= At Turbah =

At Turbah (alternatively, Turbat Dhubhan) is a town near the coast of the Red Sea in Taiz Governorate, Yemen. It lies about 75 km from Taiz and is about 1,800 metres above sea level. Its population in 2004 was 10,505.

== Etymology & History ==
The name Turbah in Semitic means 'ancient cemetery', in reference to the bones of the ancestors mixing with the soil. Various places are named Turbah or Al Turbah. Turbat Dhubhan became known as Al-Turbah after its urbanization as a regional capital during the Ottoman era.

===Karib 'il Watar Campaign===

Karib'il campaigns against Awsan

The Sabaean King Karib'il Watar sacked Dhubhan in his 7th century BC campaigns.

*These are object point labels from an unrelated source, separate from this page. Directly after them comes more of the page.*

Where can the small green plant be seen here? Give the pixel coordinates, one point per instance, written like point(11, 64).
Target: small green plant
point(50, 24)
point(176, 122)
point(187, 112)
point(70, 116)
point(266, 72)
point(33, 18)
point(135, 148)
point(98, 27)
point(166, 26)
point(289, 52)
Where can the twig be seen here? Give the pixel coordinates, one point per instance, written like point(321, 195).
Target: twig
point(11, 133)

===Center of the Zurayid ramp state===
Dhubhan, Dimloa, Yumain & Munif were listed among the last citadels surrendered by the Zurayids to the Ayyubids in 1193.

===Invention of coffee===
Muhammad Ibn Said Al Dhobhani, a 15th-century Sufi Imam, who traded goods between Yemen & Ethiopia, introduced the first coffee beans to Yemen. Within a short period coffee was exported out of Mocha & Aden to the rest of the world.

== Notable residents ==

- Reham al-Badr (1985–2018), human rights activist.